Figure 13. RAG confusion matrix.

The model correctly classified 97 instances in the “no verbal violence” class and incorrectly labelled only 5 instances as “verbal violence present” (false positive). In the “verbal violence present” class, the model made 97 correct predictions and incorrectly classified 11 instances as “no verbal violence” (false negative). These results show that the model has a very balanced performance. The low false positive rate (4.90%) indicates that the model provides a reliable performance in the “no verbal violence” class. Similarly, the low false negative rate (10.19%) indicates that the model has a high capacity to correctly identify the “verbal violence exists” class. The RAG model can discriminate effectively for both classes with high accuracy (92.38%) and sensitivity rates.

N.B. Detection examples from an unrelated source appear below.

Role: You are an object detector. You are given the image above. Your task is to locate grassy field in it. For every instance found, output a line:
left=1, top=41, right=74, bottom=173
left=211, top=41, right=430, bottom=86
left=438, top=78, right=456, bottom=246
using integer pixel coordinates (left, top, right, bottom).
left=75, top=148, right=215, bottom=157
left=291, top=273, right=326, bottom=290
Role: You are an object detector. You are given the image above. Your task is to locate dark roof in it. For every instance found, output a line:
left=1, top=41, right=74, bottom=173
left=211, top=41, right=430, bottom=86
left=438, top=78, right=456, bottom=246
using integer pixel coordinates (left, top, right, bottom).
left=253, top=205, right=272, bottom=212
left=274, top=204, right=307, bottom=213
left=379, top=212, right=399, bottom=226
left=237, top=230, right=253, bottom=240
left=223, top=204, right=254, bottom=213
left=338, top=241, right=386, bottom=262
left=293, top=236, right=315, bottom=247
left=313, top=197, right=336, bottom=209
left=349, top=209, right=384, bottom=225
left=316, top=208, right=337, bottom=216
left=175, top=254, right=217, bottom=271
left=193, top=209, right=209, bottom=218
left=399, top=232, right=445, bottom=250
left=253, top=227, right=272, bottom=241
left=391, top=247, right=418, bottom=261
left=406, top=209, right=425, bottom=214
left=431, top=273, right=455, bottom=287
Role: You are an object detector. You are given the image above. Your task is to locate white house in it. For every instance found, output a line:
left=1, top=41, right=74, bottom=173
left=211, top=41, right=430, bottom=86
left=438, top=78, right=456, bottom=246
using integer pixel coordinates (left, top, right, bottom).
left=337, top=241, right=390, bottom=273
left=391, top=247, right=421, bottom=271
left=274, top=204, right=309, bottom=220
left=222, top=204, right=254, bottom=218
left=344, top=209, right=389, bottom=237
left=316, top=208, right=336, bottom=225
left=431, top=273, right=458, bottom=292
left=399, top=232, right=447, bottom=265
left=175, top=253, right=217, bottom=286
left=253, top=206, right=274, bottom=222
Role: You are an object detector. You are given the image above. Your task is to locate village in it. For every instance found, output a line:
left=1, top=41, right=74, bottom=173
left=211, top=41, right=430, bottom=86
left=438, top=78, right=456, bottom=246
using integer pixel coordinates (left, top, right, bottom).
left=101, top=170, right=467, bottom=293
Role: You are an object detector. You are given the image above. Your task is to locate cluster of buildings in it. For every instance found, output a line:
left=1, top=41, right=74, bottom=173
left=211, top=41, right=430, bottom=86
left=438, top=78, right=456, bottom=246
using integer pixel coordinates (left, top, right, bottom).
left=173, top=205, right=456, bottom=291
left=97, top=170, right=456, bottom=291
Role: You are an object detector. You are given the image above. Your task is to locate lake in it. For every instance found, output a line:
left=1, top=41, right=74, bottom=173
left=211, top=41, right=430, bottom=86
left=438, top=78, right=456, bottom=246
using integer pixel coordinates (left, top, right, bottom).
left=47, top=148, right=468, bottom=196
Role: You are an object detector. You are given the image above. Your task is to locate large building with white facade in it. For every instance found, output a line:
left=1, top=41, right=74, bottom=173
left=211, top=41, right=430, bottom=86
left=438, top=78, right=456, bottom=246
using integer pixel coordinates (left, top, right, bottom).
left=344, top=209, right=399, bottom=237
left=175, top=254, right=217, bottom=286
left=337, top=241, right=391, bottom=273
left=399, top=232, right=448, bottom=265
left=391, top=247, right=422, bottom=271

3.12. Generative Pre-Trained Transformer (GPT)

The GPT model is used as a powerful language model that provides effective results in language processing tasks. In this study, the GPT model is used for text classification. In the training process, the Adam algorithm was preferred for the learning rate optimization of the model and the learning rate was set to 5 × 10⁻⁵. The maximum sequence length was set to 128 and the model was trained for 20 epochs during training. Figure 14 shows the complexity matrix of the GPT algorithm.

Figure 14. GPT confusion matrix.

The model correctly classified 99 instances in the “no verbal violence” class and incorrectly labelled 3 instances as “verbal violence present” (false positive). In the “verbal violence present” class, the model made 103 correct predictions and misclassified only 5 instances as “no verbal violence” (false negative). These results show that the model has an overall accuracy rate of 96.19% and a high sensitivity in the “verbal violence present” class (95.37%). However, the relatively high false positive rate (2.94%) suggests that the model may lead to some false alarms in the “no verbal violence” class. Nevertheless, the low false negative rate (4.63%) indicates that the capacity of the model to detect the “verbal violence present” class is quite good.

3.13. DistilBERT with the CNN/LSTM Hybrid Model

The hybrid combination of DistilBERT with the CNN and LSTM models was used to learn both language features and time series dependencies in text classification tasks. During training, the CNN layer was used to learn edge features, while the LSTM model modelled the sequential structure of the text. The dropout rate was set to 0.3 and training was performed for 25 epochs. Figure 15 shows the complexity matrix of the DistilBERT-CNN-LSTM hybrid model.

Figure 15. DistilBERT-CNN-LSTM confusion matrix.

The DistilBERT + CNN/LSTM hybrid model performs exceptionally well with an accuracy of 94.76%, achieving a very high precision (98.02%) and a strong recall (91.67%). The false positive rate of 1.96% is extremely low, meaning that it almost never misclassifies non-violent speech as verbal violence. Additionally, the false negative rate of 8.33% is relatively low, showing that it rarely fails to detect actual verbal violence cases. With an F1-score of 94.74%, this hybrid model emerges as one of the best models for verbal violence detection, offering a near-perfect precision while maintaining a strong recall.

3.14. RAG with the LSTM Hybrid Model

The RAG model combines retrieval features with deep learning models to create rich text representations. In this study, the RAG model is hybridized with LSTM to integrate both sequential dependencies and information retrieval processes. In the training process, the model was trained for 30 epochs, and the learning rate was set to 3 × 10⁻⁵. Figure 16 shows the complexity matrix of the RAG-LSTM hybrid model.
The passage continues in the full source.